Bryson, Bill, Mother Tongue (London: Penguin, 1990).
A light-hearted but nevertheless perceptive introduction to the English language.

Cullup, Michael, Brush Up Your Grammar (Tadworth: Right Way, 1999).
Very clearly written with many useful examples and revision quizzes.

Jarvie, Gordon, Grammar Guide (London: Bloomsbury, 1993).
More comprehensive than Cullup but still easy to use with some amusing illustrations.

Manser, Martin H., Good Word Guide (London: Bloomsbury, 1988).
Covers spelling, pronunciation, punctuation, grammar, jargon, and buzz words.

Truss, Lynne, Eats, Shoots & Leaves (London: Profile, 2003)
The pedant’s (or should that be pedants’?) guide to punctuation.


Abbreviations can save time and space – but if misused can cause confusion.

Consider this example:

“PC P. C. Smith lost his PC at the meeting of the PC.”

Which being translated is:

Police Constable Percival Cuthbert Smith lost his personal computer at the meeting of the Parish Council.”

Note that the full version takes up so much more space we may need to go onto a second line.

Some abbreviations are universally recognised within their home context. For example (or “e.g.” if you prefer), all British children know that the BBC is a television channel but not all of them know that it stands for “British Broadcasting Corporation”. Note that BBC is written without points (so BBC not B. B. C.). There are others but, as a rule, if you have any doubts as to whether your reader will understand the abbreviation then do not do it. Many standard reference books contain a list of abbreviations so take a look in, for example, the IBD, ISBE, or OED (or Illustrated Bible Dictionary, International Standard Bible Encyclopaedia, or Oxford English Dictionary).

Some of us do not like abbreviating books of the Bible. Turning James into Jam seems disrespectful. By the way, we never shorten the names of Biblical characters. Joshua the man is never, ever Josh and neither is James ever Jim (or Jam).

Top tip: use parentheses for clarity. For example:

“Both the A. A. and A. A. are opposed to drink-driving” becomes

“Both the A. A. (Automobile Association) and A. A. (Alcoholics Anonymous) are opposed to drink-driving.”

The same rule applies to drinking and driving and using abbreviations: if you have any doubt, do not do it.

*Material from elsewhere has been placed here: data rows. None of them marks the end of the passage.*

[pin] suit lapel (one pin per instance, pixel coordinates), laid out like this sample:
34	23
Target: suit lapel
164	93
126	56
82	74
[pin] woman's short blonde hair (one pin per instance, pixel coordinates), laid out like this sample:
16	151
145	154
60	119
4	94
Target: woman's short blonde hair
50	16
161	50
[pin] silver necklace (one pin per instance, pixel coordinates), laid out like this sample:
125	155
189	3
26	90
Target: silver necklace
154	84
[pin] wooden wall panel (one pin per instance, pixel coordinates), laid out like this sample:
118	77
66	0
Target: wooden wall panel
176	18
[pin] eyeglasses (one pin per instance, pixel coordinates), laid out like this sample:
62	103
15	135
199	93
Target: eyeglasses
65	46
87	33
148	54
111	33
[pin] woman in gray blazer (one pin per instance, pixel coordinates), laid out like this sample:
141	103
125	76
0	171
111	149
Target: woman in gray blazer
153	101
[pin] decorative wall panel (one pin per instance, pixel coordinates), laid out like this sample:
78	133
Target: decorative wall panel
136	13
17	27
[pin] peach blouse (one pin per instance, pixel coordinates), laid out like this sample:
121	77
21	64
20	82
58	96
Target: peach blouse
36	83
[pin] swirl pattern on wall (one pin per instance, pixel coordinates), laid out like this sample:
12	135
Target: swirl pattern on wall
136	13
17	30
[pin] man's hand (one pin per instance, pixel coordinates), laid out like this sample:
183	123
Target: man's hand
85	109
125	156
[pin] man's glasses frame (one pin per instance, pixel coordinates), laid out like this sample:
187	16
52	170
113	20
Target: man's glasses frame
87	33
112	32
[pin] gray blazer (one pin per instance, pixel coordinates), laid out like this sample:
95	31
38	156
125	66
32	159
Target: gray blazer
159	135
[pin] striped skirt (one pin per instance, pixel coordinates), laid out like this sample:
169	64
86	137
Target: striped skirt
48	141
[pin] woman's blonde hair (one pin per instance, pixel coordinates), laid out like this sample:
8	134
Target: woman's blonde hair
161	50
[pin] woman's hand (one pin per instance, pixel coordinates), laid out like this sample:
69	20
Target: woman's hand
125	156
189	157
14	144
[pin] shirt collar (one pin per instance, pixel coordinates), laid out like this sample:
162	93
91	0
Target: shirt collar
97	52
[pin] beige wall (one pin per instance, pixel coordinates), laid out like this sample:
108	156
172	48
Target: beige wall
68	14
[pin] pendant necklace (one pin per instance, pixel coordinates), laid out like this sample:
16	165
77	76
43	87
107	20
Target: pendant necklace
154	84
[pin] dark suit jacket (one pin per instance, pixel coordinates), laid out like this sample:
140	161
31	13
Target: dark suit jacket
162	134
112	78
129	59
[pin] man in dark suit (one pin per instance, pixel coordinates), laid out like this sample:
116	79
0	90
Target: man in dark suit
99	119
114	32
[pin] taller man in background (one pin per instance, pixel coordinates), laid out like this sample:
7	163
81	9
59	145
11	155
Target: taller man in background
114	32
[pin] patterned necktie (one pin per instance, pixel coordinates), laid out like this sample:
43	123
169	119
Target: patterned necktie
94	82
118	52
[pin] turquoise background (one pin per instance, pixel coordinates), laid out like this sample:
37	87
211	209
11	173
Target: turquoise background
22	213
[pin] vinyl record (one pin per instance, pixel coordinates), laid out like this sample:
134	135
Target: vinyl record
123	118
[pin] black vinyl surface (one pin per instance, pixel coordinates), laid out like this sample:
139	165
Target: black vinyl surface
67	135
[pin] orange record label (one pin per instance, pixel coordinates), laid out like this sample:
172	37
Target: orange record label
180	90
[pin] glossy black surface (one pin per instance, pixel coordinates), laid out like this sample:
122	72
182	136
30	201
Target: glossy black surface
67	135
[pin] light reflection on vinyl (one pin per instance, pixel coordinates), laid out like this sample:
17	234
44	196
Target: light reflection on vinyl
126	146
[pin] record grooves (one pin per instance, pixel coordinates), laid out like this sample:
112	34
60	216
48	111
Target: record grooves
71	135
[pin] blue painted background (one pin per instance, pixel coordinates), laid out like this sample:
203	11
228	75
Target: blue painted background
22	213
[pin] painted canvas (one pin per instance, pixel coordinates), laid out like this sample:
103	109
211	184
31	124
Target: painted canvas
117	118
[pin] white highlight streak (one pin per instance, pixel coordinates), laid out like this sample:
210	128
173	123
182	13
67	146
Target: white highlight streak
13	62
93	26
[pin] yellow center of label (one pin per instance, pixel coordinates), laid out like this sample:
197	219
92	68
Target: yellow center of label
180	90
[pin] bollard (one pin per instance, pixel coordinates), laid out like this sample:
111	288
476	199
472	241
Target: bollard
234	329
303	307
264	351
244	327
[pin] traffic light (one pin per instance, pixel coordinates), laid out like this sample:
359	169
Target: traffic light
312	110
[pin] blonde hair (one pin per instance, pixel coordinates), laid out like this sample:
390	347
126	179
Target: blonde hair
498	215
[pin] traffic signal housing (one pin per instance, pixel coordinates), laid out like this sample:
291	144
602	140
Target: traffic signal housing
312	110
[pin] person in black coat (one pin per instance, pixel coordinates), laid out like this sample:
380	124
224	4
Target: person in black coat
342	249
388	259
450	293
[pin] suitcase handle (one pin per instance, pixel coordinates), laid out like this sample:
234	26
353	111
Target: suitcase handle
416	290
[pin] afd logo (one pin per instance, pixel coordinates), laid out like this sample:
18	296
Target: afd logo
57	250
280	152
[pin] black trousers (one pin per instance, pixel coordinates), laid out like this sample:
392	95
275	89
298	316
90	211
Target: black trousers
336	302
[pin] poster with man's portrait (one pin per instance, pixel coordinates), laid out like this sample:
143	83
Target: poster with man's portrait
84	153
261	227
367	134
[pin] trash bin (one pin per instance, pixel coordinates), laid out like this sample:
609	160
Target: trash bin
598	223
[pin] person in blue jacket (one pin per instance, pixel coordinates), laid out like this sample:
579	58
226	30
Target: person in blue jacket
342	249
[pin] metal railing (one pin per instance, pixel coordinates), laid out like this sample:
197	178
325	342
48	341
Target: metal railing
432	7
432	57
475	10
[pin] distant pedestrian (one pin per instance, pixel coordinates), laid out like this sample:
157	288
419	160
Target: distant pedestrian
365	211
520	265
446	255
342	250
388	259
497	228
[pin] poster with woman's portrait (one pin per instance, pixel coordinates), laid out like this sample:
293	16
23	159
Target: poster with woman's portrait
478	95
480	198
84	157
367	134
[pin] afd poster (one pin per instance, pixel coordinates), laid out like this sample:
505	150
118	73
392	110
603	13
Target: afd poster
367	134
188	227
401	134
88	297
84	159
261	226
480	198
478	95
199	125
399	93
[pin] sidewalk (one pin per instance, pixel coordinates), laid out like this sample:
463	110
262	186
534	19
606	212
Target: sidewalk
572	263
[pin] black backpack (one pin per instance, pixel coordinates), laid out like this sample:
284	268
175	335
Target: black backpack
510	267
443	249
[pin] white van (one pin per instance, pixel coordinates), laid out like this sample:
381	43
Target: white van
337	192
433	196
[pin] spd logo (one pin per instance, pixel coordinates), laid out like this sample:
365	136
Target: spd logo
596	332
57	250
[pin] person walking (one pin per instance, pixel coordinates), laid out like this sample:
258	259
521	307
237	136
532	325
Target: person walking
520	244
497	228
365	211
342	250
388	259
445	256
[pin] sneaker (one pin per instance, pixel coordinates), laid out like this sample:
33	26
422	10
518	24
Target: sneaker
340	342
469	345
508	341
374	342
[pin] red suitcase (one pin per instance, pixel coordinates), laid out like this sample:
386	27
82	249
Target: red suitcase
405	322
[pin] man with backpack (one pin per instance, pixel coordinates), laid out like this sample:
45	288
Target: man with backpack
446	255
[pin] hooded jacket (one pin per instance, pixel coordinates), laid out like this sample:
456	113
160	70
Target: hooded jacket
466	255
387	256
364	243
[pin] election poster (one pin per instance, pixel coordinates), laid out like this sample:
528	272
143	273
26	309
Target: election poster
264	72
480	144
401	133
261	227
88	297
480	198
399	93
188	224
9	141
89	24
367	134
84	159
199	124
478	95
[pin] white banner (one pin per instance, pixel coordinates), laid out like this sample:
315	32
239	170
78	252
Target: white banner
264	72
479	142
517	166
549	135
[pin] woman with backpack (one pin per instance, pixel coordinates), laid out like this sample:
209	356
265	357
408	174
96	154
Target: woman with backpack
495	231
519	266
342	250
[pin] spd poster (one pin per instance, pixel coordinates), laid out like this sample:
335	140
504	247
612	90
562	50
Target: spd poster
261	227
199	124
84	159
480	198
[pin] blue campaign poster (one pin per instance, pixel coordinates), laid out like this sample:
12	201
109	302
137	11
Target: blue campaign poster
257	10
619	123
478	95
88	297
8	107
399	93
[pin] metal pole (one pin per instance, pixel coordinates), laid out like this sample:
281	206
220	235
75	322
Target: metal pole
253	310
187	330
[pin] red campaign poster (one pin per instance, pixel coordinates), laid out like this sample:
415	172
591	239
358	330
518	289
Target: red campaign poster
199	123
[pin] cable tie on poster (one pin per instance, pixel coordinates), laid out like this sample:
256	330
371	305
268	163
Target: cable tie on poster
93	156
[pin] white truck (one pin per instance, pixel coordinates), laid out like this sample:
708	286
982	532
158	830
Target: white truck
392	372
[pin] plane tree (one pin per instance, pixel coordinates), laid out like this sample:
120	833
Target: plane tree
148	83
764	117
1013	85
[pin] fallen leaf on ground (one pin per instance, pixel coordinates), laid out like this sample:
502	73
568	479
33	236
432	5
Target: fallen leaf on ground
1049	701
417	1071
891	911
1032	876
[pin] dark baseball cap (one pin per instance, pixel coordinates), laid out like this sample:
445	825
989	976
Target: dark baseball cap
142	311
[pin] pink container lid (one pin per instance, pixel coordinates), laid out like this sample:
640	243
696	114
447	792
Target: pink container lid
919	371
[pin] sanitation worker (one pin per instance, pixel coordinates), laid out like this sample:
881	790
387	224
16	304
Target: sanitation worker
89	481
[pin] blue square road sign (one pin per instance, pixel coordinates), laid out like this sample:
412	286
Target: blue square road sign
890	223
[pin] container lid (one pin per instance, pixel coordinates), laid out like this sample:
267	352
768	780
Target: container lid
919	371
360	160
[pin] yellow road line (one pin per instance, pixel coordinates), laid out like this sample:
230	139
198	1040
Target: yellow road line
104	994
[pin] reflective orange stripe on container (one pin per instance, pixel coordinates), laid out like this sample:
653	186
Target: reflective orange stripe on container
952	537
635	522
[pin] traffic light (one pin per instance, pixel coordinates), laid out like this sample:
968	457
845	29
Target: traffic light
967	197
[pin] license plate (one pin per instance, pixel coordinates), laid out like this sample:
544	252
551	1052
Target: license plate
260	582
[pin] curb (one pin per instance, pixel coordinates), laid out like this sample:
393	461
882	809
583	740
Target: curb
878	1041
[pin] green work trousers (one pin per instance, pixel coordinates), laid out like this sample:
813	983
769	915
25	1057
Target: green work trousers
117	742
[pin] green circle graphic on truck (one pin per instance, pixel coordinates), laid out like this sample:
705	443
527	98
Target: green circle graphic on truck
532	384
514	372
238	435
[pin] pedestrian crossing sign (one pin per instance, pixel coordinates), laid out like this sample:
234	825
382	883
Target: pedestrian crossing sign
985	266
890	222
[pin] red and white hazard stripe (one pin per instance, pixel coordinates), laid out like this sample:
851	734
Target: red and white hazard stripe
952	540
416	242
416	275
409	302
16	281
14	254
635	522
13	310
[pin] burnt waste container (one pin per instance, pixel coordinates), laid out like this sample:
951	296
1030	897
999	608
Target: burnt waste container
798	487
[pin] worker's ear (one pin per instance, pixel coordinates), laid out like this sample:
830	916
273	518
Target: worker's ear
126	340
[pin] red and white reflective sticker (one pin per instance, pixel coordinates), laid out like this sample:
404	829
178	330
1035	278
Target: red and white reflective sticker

Always be consistent. We have mentioned the use of abbreviations and how you title books of the Bible (i.e., “First”, “1st”, “1st”, “1”, or “I”). There is no right way here, but whichever system you use you must use it all the time. Likewise, do not switch from end notes to foot notes (or vice versa) part way through an essay. Everything you do should be to make life as easy as possible for your reader. Another example of consistency is the use of the editorial we. At the start of this point I could have written “I have mentioned the use of abbreviations” because I am the one doing the writing but instead I chose to use the editorial plural as we are writing this as part of a team and do not want to reveal too much of our personalities. Do not worry if you get any of this wrong. We will never penalise a student for inconsistent use of abbreviations. We will point it out to you but will not deduct marks.